About the suitability of current DVD technology for display on HDTVs, here’s a helpful visualization.
To compare that with the improvement of SVHS over VHS, SVHS is technically 60% sharper than VHS. (400 lines of resolution vs. 240.) For most practical purposes, though, it’s not quite that much better, since cable TV is delivered to our homes at 330 lines of resolution, so if you’re recording off the TV, you’re only going to get the benefit of something like 90 additional lines of resolution. Not a spectacular improvement, and (for most people) not enough of an incentive to spring for a pricier TV with S-Video or composite inputs that would support it. The improvement was so incremental that it never caught on, and good luck finding studio-released SVHS tapes.
SVHS is half again as detailed as VHS. Blu-ray and HD-DVD are five times more detailed than DVD. Beyond that, don’t expect the special features to be exactly the same. The specs for Blu-ray, at least, allow for some neat stuff that isn’t possible with DVDs. It’s designed to be networkable, which is a neat gimmick. It uses alpha channels for more than just subtitles, so commentaries can have full-motion video composited over the film and suchlike. Not to mention that you can fit nine hours of full resolution HDTV on a single disk – or 23 hours of NTSC-quality TV, if you want to bother.
Mr2001, I’m not terribly worried about being inconvenienced by DRM issues. I’m fairly confident that things will proceed according to precedent: Security measures will be a non-issue for people who just want to watch their licensed content, and will be circumvented by people who are determined to get around it. There’s been a lot of hand-wringing about the possibility of innocent consumers having their units disabled through “false positives” for piracy. I don’t see it happening, honestly. If it’s going to happen to one person, it’s going to happen to a thousand, and if it does, then it doesn’t work and will have to be reversed/abandoned.
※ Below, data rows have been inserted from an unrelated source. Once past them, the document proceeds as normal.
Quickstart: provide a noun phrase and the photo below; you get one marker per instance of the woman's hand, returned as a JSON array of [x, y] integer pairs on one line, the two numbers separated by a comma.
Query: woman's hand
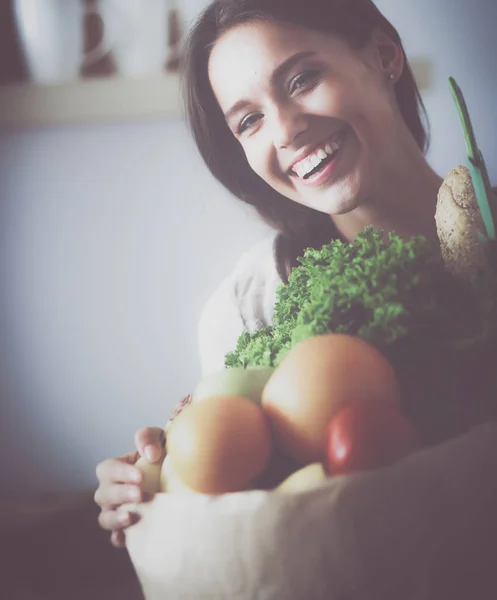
[[120, 482]]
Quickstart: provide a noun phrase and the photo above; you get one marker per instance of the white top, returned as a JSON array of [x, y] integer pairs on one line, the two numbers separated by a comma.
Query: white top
[[243, 302]]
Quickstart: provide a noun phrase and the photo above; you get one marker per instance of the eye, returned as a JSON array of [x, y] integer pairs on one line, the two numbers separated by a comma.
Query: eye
[[248, 122], [303, 81]]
There’s no percentage in totally alienating your customers.
I’m pretty confident that I’m going to want to be able to record HDTV programming and be able to watch it any time I want, for as long as want, and I don’t see that changing any time. I’m also pretty sure that I’ll have some desire to back-up HD versions of movies, and can’t really imagine any anti-piracy features, no matter how sophisticated, are going to hold up for very long against the army of nerds that will be working 24/7 to defeat them.
Anyway, I’m sure by the time I’ve saved enough (and the price has come down) for me to start seriously considering buying an HDTV and a high-def player. When I got my first DVD player they were still impossible to make a decent copy from, but who cared? The improvement in the medium was enough that that seemed like a minor thing at the time, and the nerds worked it out anyway. Same thing here. Not really worried about it. Certainly not going to decide upfront to be content with a picture quality that pales in comparison to the new media (and is soon to become a legacy format) because the new guys aren’t leaving their pants down from the get-go.
The benefits in this case are so much greater, even if by some miracle it turns out to be a completely airtight uncrackable encryption, frankly I don’t care, so long as I can purchase and rent movies in ass-kicking high definition. I think that for the foreseeable future, at least, bandwidth limitation is the most effective foil against actual piracy. Who’s going to want to spend a week or more trying to download a twenty-five or fifty meg disc image? And if it’s re-encoded into a more digestible format, who cares, really? (I know who cares, but to my way of thinking, such a “copy” is so inadequate that it’s not a replacement for the actual product. I somtimes grab screeners of movies before they’re available, but if I have enough interest in a movie to take the time to download and burn a file that’s 1.4 or 3 gigs, you can bet your ass that I’m going to see it in the theatre or snatch up the DVD as soon as I have the opportunity to, so nobody loses anything by it.)